On Monday, Intel made public its end of life strategy for the Knights Landing “KNL” Phi product set. The announcement makes official what has already been widely acknowledged after Intel scrapped plans for KNL successor Knights Hill and pulled PCIe-based KNL coprocessor cards from the market last year.
In a product change notification [PDF], Intel announced discontinuance of its entire Knights Landing socketed 7200-series Xeon line: part numbers 7210, 7210F, 7230, 7230F, 7250, 7250F, 7290, and 7290F.
The last day to order KNL products is August 31, 2018, and the final shipment date is July 19, 2019.
Marketed as an easier-to-program alternative to GPUs for compute-intensive workloads, the Phi line kicked off in 2012 with great expectations, but never reached the success that its maker hoped for. Knights Landing was the second-generation Phi family, featuring between 64 to 72 Atom Silvermont cores. Launched at ISC 2016, KNL diverged from its coprocessor predecessor Knights Corner in its “self-hosted” form factor and also introduced the AVX-512 instruction set. List price ranged from $1,881 to $3,368.
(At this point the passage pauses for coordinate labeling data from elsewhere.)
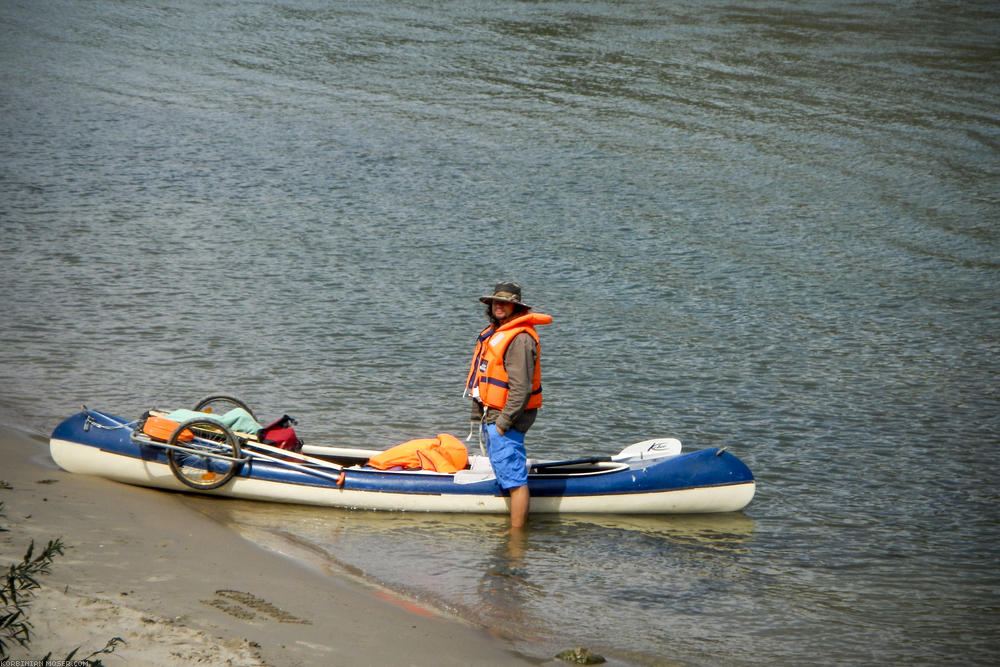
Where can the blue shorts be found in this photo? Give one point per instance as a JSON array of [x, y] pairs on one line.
[[507, 456]]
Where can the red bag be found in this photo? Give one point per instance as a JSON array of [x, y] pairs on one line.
[[281, 434]]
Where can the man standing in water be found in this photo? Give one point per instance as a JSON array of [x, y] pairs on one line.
[[505, 382]]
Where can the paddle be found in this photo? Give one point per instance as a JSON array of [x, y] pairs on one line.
[[656, 448]]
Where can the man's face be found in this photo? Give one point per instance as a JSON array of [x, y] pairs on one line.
[[502, 310]]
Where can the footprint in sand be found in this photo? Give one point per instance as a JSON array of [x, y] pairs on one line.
[[246, 607]]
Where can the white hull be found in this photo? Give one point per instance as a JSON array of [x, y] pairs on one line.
[[88, 460]]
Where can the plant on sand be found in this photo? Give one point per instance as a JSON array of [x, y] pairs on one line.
[[16, 591]]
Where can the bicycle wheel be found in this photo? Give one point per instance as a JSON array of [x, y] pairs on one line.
[[220, 404], [197, 463]]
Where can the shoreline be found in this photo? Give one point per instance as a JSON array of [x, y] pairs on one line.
[[179, 587]]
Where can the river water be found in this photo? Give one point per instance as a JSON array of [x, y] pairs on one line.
[[766, 225]]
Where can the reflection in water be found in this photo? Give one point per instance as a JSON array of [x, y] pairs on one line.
[[514, 583]]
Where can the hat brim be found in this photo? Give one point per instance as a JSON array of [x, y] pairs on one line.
[[490, 299]]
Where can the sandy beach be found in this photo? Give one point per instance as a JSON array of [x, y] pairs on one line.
[[179, 588]]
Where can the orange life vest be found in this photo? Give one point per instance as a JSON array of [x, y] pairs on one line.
[[445, 453], [487, 372]]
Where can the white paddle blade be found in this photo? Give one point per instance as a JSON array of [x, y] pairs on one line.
[[657, 448]]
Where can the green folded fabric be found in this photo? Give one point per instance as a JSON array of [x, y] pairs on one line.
[[236, 419]]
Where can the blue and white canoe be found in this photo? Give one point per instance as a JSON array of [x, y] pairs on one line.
[[651, 477]]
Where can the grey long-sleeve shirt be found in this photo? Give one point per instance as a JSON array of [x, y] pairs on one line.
[[519, 361]]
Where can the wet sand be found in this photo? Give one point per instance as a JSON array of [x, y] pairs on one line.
[[180, 588]]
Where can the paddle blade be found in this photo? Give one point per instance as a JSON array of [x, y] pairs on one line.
[[656, 448]]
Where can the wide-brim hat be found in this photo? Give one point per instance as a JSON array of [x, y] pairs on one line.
[[506, 292]]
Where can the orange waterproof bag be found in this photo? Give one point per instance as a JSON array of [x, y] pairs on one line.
[[161, 428]]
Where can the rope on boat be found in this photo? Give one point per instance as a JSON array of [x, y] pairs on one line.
[[92, 421]]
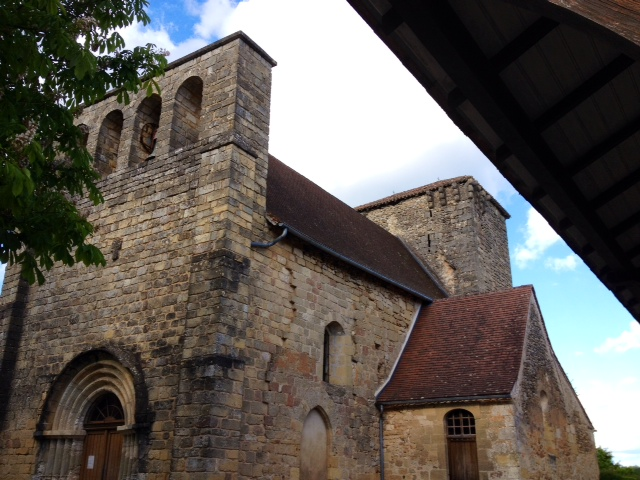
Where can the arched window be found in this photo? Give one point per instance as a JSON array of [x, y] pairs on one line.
[[106, 158], [87, 425], [461, 445], [145, 129], [314, 447], [186, 114], [336, 355]]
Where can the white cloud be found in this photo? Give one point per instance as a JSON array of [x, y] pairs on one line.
[[539, 236], [604, 400], [628, 340], [344, 111], [137, 34], [213, 15], [570, 262]]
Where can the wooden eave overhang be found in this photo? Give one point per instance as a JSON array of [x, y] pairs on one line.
[[551, 95]]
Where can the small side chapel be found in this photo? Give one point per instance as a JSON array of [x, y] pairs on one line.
[[249, 325]]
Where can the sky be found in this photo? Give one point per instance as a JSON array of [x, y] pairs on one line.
[[346, 114]]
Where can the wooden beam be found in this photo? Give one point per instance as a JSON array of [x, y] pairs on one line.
[[522, 43], [626, 225], [441, 31], [604, 147], [583, 92], [615, 190]]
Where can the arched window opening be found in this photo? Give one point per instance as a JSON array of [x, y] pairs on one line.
[[314, 447], [106, 158], [145, 130], [84, 129], [186, 114], [461, 445], [87, 427], [336, 355]]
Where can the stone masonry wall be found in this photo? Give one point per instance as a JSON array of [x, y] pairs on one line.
[[555, 436], [224, 341], [176, 231], [416, 443], [298, 293], [456, 228]]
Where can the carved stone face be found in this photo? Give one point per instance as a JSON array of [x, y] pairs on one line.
[[148, 137]]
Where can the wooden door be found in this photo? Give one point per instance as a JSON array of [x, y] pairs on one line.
[[102, 455], [103, 443], [461, 445], [463, 459]]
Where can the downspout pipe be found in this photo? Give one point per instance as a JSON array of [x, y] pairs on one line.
[[271, 244], [381, 441]]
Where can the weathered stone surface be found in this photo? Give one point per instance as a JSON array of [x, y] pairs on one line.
[[216, 348], [456, 228]]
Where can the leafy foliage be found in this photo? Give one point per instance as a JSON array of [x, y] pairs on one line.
[[610, 470], [55, 56]]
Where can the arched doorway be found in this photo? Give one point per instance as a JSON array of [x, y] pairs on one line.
[[461, 445], [314, 447], [87, 430], [103, 444]]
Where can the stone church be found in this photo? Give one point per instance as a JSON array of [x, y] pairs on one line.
[[250, 325]]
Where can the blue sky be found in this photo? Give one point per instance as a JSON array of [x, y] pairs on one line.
[[346, 114]]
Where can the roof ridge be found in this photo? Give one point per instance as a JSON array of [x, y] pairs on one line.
[[416, 192]]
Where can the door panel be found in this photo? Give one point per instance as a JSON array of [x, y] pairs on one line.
[[463, 459], [102, 454]]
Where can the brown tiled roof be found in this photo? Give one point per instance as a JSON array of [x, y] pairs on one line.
[[316, 216], [416, 192], [462, 348]]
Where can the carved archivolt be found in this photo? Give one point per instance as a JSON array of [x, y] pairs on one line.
[[62, 429]]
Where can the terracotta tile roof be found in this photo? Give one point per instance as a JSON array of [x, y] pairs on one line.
[[314, 215], [416, 192], [462, 347]]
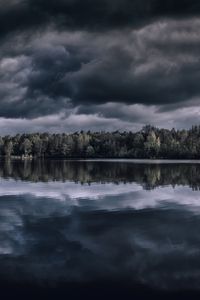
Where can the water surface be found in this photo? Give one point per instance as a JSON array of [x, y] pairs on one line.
[[102, 225]]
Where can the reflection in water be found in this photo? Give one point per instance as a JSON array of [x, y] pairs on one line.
[[148, 175], [67, 232]]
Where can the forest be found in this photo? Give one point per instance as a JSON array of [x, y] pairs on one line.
[[149, 142]]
Knights Landing was the first Intel processor to offer the company’s Omni-Path Architecture (OPA) fabric integrated into the package (the option is denoted by the suffix F in the model number). The Skylake-F Xeon chips that Intel introduced in the third quarter of 2017 are, according to the company’s specification database ARK, still available.
The first instantiation of Phi was a development prototype called Knights Ferry, revealed in 2010. Emerging from Intel’s abandoned Larrabee product, the Many Integrated Core accelerator was made available to select partners in 2011 but was never widely available.
In accounting for the cancellation of KNL, Intel stated only that market demand had shifted to other Intel products. Despite having a number of supporters and several prominent system wins, including TACC’s flagship system, Stampede2, and Berkeley Lab’s CORI supercomputer, Knights Landing failed to achieve broader market penetration. General-purpose GPUs from Nvidia had gotten a several-year head start (CUDA arrived in 2007) and there was also a matter of mismanaged expectations. Intel marketing initially heralded the Phi as being as easy to use as a Xeon, claiming a significant programmability advantage over Nvidia GPGPUs, but many users found getting a meaningful performance increase required extensive code rewrites and tuning. There’s still no easy button for parallel programming.
So is Phi dead? Officially, the AI-themed Knights Mill Xeon Phi is still in play. The parts are listed on ARK, but the line was absent from the roadmap that Intel presented at its AI developer conference in May. There’s also the rumored successor to Phi (spotted by Andreas Stiller of Heise), called “Knights Cove,” that would replace the Phi’s atom cores with up to 44 Ice Lake cores. It would seem this Knights Cove, or a future iteration of it, is likely to play a part in U.S. exascale plans. According to its retooled CORAL contract, Intel is slated to deliver an exascale system to Argonne National Lab in 2021. Last year, Intel’s Trish Damkroger reported that the company would be replacing the next-gen Phi (Knights Hill) with “a new platform and new microarchitecture specifically designed for exascale.”